The data science of the brain

Abstract: The brain is, in a sense, a computer. Unlike modern computers with von Neuman architecture, the brain is made of neurons which together serve as processing unit, a memory unit, and storage unit. Though precise mechanisms of how this big set of switches remain not fully understood, it is clear that the brain possesses these three properties: modularity, connectivity, and plasticity. These three properties underlie the current data science of the brain.

The brain is, in a sense, big data. The human brain is said to have 10^11 (100G) neurons. It is also estimated that there are 10^15 (1P) connections of neurons in the human brain. However, the resolution of our scientific measurement is not high enough to capture all of these neurons or connections at once. At this point, we have an understanding of neurons and their connections individually, as well as their connections in association with other neurons. However, the current resolution of brain measurement is far lower than the real set of neurons. A whole human brain MRI scan can be stored as 600MB (or 350MB after gzip). This is far lower resolution than the actual brain. Nonetheless, we still have a lot to mine from this level.

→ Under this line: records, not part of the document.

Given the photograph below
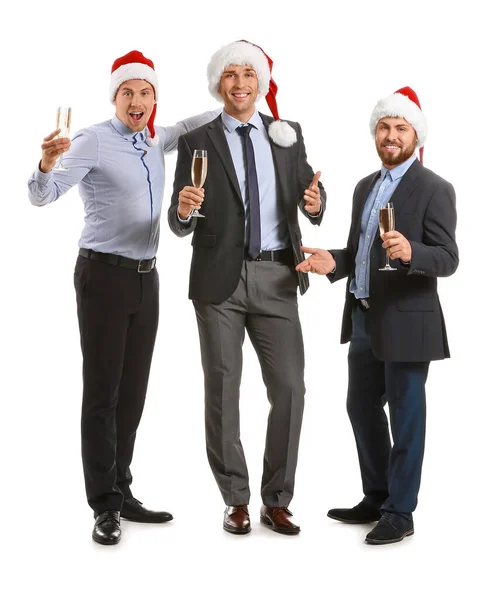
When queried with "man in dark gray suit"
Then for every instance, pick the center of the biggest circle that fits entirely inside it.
(243, 278)
(392, 318)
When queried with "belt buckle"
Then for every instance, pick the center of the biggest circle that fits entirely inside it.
(149, 261)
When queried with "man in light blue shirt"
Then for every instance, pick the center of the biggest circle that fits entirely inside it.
(119, 168)
(392, 317)
(242, 278)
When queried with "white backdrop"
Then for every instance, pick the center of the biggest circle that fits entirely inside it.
(332, 62)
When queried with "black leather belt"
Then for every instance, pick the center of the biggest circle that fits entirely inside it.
(285, 256)
(141, 266)
(364, 303)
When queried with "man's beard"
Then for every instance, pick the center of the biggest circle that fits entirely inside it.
(395, 158)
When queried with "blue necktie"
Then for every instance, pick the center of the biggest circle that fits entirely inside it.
(252, 192)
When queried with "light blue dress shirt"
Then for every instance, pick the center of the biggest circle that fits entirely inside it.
(378, 198)
(273, 223)
(121, 181)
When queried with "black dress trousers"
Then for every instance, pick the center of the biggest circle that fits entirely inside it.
(118, 311)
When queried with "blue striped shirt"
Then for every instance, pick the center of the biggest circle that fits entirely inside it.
(273, 223)
(121, 182)
(379, 197)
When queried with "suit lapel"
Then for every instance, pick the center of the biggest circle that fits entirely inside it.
(360, 202)
(219, 141)
(406, 186)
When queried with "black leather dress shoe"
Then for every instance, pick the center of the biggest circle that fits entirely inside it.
(391, 528)
(364, 512)
(107, 528)
(236, 519)
(277, 518)
(133, 510)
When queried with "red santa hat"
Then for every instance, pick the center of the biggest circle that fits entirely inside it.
(134, 65)
(402, 103)
(246, 53)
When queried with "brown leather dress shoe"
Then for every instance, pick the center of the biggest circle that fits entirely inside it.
(236, 519)
(278, 520)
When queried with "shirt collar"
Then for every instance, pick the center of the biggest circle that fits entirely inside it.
(398, 172)
(231, 124)
(125, 131)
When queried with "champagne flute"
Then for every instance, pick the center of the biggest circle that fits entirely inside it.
(199, 172)
(63, 122)
(386, 223)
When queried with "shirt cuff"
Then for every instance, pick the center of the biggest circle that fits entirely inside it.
(318, 214)
(41, 177)
(184, 221)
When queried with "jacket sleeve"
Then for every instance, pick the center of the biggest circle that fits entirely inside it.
(305, 176)
(437, 254)
(171, 135)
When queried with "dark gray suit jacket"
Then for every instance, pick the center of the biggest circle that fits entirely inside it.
(218, 240)
(405, 318)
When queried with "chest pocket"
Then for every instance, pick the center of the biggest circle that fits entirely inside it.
(204, 241)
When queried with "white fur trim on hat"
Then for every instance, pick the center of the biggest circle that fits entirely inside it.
(238, 53)
(398, 105)
(133, 71)
(282, 133)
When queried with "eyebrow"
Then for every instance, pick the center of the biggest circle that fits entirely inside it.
(126, 89)
(396, 125)
(247, 69)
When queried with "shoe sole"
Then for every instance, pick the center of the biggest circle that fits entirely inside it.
(268, 524)
(383, 542)
(138, 520)
(103, 543)
(236, 531)
(352, 521)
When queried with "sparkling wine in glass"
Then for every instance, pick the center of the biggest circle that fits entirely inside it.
(386, 223)
(199, 172)
(63, 122)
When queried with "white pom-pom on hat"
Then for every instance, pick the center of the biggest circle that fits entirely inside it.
(246, 53)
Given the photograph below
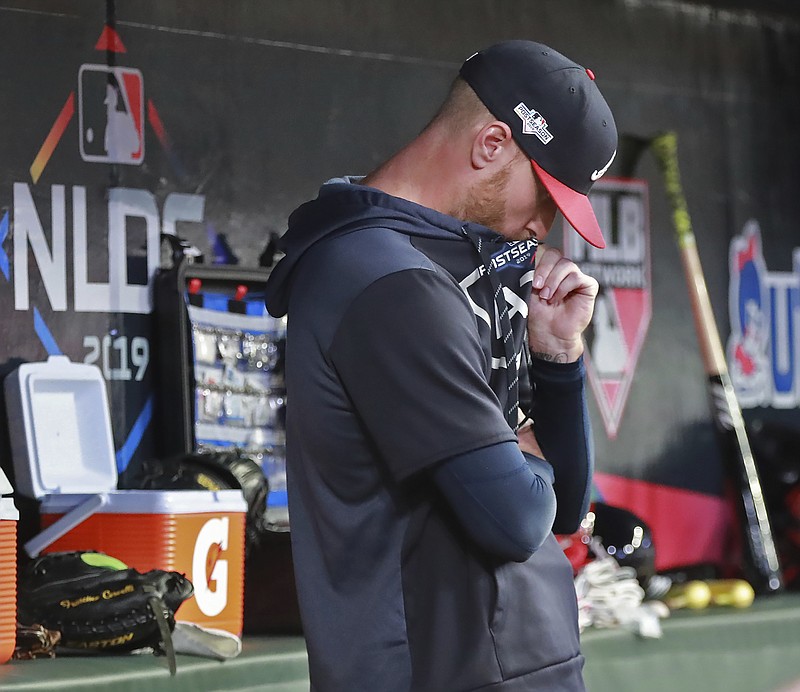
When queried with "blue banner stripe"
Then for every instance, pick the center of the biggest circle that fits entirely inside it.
(44, 334)
(125, 453)
(5, 266)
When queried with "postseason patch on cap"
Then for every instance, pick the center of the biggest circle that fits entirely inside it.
(533, 123)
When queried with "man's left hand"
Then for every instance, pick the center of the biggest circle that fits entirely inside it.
(560, 306)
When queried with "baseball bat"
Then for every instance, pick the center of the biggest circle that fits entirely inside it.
(762, 566)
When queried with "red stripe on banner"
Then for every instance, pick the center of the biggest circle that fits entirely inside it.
(110, 41)
(689, 528)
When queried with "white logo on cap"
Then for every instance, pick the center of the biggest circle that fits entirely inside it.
(599, 174)
(533, 123)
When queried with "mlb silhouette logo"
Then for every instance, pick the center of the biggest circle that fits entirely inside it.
(111, 114)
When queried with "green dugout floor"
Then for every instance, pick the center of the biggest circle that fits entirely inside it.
(751, 650)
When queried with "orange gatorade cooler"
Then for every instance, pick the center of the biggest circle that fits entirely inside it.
(196, 532)
(8, 570)
(63, 452)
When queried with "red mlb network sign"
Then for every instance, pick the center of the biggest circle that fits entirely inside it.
(624, 307)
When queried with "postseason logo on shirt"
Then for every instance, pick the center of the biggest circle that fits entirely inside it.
(514, 254)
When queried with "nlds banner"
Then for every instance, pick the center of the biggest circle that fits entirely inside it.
(80, 240)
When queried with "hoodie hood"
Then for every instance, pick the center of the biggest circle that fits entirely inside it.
(343, 206)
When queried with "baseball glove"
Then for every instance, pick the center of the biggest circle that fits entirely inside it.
(97, 603)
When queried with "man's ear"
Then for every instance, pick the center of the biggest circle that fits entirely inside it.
(493, 144)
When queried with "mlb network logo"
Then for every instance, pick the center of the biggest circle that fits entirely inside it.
(111, 114)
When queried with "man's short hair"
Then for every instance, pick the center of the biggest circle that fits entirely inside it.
(462, 108)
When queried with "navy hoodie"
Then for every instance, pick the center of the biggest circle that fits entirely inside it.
(397, 359)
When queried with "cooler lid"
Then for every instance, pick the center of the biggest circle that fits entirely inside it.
(70, 443)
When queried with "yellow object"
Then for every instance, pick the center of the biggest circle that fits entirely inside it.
(693, 594)
(731, 592)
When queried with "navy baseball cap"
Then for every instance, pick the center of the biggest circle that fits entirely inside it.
(559, 119)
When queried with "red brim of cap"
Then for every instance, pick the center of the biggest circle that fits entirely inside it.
(575, 207)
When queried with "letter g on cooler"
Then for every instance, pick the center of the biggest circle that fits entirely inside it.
(208, 569)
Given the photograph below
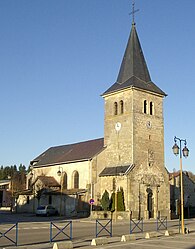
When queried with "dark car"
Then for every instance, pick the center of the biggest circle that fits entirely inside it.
(46, 210)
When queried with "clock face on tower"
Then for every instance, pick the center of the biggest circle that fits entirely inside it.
(118, 126)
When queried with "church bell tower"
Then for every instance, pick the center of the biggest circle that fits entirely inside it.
(133, 122)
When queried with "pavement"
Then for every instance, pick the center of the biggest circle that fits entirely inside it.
(114, 242)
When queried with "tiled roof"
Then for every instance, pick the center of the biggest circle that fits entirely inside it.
(116, 171)
(48, 181)
(69, 153)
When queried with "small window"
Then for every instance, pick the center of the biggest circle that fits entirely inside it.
(65, 181)
(114, 184)
(145, 106)
(151, 108)
(75, 179)
(28, 200)
(115, 108)
(121, 107)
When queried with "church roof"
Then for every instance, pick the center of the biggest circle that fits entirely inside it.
(133, 71)
(69, 153)
(116, 171)
(48, 181)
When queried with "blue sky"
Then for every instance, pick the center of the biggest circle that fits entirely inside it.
(57, 57)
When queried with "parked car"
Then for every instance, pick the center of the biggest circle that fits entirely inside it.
(46, 210)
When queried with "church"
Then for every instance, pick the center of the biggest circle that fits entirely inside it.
(130, 156)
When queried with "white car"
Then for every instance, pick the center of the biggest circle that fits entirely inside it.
(46, 210)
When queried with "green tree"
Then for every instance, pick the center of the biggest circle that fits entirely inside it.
(105, 202)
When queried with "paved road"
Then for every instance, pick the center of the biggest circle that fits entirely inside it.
(34, 232)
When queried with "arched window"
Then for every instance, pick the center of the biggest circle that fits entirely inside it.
(151, 108)
(75, 179)
(115, 108)
(65, 182)
(121, 107)
(50, 199)
(114, 184)
(145, 106)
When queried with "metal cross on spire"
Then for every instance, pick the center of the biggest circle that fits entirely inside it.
(133, 11)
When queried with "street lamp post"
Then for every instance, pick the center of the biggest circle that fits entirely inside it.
(178, 151)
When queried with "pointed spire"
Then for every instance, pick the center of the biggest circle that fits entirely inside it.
(133, 72)
(133, 63)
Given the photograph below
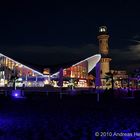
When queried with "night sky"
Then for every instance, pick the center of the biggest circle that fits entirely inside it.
(48, 34)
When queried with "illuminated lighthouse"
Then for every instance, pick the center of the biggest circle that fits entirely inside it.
(104, 51)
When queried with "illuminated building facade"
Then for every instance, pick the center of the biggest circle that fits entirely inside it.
(11, 70)
(77, 74)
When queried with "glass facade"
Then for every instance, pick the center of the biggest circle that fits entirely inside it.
(12, 70)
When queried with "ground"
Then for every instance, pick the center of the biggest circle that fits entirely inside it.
(76, 117)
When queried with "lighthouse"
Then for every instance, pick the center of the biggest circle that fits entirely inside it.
(104, 51)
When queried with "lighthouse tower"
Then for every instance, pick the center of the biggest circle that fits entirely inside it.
(104, 51)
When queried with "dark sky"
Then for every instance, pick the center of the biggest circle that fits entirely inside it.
(57, 33)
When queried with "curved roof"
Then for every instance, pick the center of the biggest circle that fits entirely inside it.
(92, 61)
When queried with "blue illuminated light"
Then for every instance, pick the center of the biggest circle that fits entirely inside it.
(16, 94)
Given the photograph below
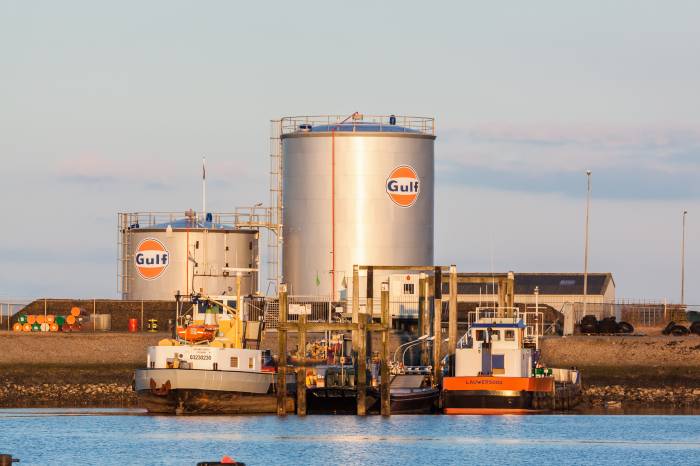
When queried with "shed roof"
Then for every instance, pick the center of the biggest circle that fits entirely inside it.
(548, 283)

The brain is diverse across people, just like the rest of the body is. Although our current resolution of brain scanning is limited, the variability across individuals can help amplify the understanding of each data point. By using the brain scans from hundreds, or even thousands, of people, we are trying to learn more than what we could from a single scan.

In addition to brain data, other sources of data can help us understand the brain. These include demographic, behavioral, perceptual, motor, cognitive, and also genetic data. Human genomes are quite diverse, and currently known to have roughly 10 million diverse data points. Given that the genome is the blueprint for the body, including the brain, we can use genetic information to understand the brain or vice versa. It is not the case that genetic 10MB of data is applied to 600MB of data of the brain in each person, but more strategically converged.

In this talk, I explore these strategies to analyze the big data of the brain and genes, after showing the properties of the data.


Bio: Assistant Professor of Communication Sciences and Disorders, Dr. Ikuta received his Ph.D. in Neuroscience and Linguistics at Indiana University in 2008, as well as M.A. in Computational Linguistics in 2005. His research interests include neural mechanisms of hearing and language using neuroimaging and computational techniques. He has published papers on the numerous topics including neuroimaging, neuropsychopharmacology, neurodevelopment, psychiatric and/or neurological disorders, dopaminergic modulation, computational linguistics, generative linguistics, auditory hallucination, and genetics.